Bernard, Susan, Neville, Louis, Rhoda, and Jinny spend their childhood together living in a house by the sea under the tutelage of Miss Hudson and the care of Mrs. Constable and Miss Curry. One day in the garden, while Rhoda plays with petals in a basin and Bernard and Neville carve ships out of wood, Jinny finds Louis hiding among the bushes. She kisses him, making Susan jealous. When Susan runs out of the garden, Bernard chases her and tries to encourage her to rejoin the others. Later, while the rest of the children take a walk, sickly Neville stays at the house, ruminating on the meaning of death.
When they’re old enough to attend primary school, the children leave the house for gender-segregated boarding schools. Bernard, Louis, and Neville attend a boys’ school under the direction of Dr. Crane. There, they meet their friend Percival, a magnificent boy whom everyone seems to love and respect. At the girls’ school, under the watchful eye of Miss Lambert, Jinny longs to become a woman so she can go to parties; Susan suffers from intense homesickness for the countryside where she grew up, and Rhoda feels increasingly isolated from humanity.
Louis, the son of an Australian banker, doesn’t have the resources to go to college, so he embarks on a business career when his primary schooling is finished. Bernard and Neville attend college together. The girls go to finishing school abroad. Bernard proposes to Susan, but she turns him down because she wants to marry a farmer.
In their 20s, the seven friends gather to bid Percival—who is going to India—goodbye. Bernard has just gotten engaged and is excited about his future. Neville, who loves Percival, feels bereft.
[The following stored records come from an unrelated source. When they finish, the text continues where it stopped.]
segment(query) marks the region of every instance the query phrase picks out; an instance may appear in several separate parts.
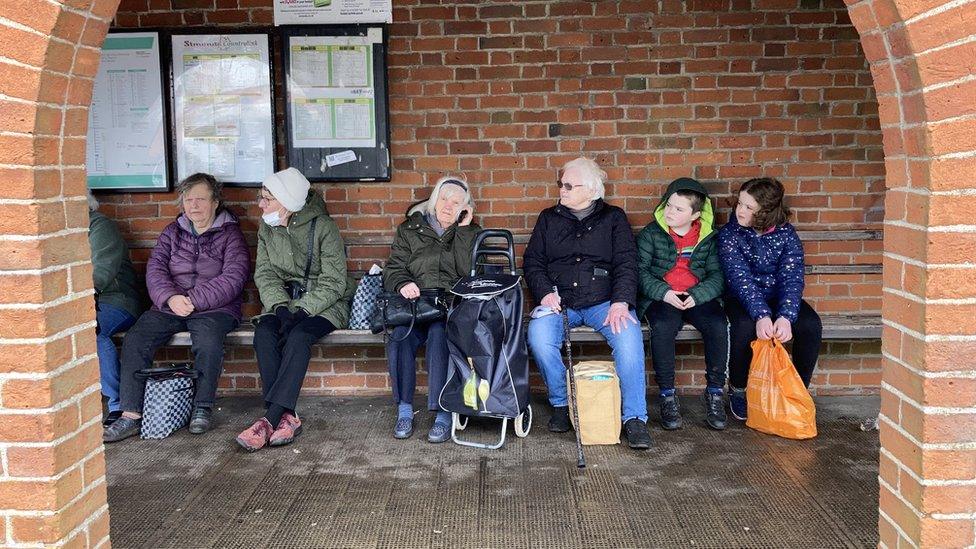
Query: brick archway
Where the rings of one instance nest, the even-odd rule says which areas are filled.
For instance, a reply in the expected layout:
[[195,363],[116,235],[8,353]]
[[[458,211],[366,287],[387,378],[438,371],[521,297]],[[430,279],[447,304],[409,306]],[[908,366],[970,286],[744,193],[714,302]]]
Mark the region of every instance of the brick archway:
[[[882,545],[974,543],[976,1],[845,0],[884,132]],[[84,148],[119,0],[0,5],[0,536],[108,540]]]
Jinny enjoys her career as an attractive socialite.
A little while later, on the same day Bernard’s first child is born, word reaches the friends that Percival has died in a horse-riding accident. They each mourn his passing. Soon afterward, Bernard visits each one in turn. In subsequent years, Susan has many children; Louis becomes a successful businessman; Louis and Rhoda briefly become lovers; Neville has a string of intense but brief romantic relationships; and Bernard sinks comfortably into a conventional lifestyle.
The friends meet again on the brink of middle age. At first, they’re awkward together because their lives have taken such different paths. Eventually, they fall back into their old intimacy, although they can’t hold onto that feeling for long anymore.
Finally, many years later, Bernard tells the friends’ life stories to a near-stranger in a restaurant. By now, Susan and Rhoda have died (Rhoda by suicide). Louis and Neville are both successful, although both remain intensely lonely. Although he’s never written the book he spent his life gathering material for, after many years, Bernard has developed keen insight into his friends’ lives and into his own soul. He expresses enduring love for his friends (including Percival), without whom he would not know who he is or how to function in the world. And he faces death with equanimity, secure in the knowledge that there is an underlying order to the world and confident in the cycles of life and death.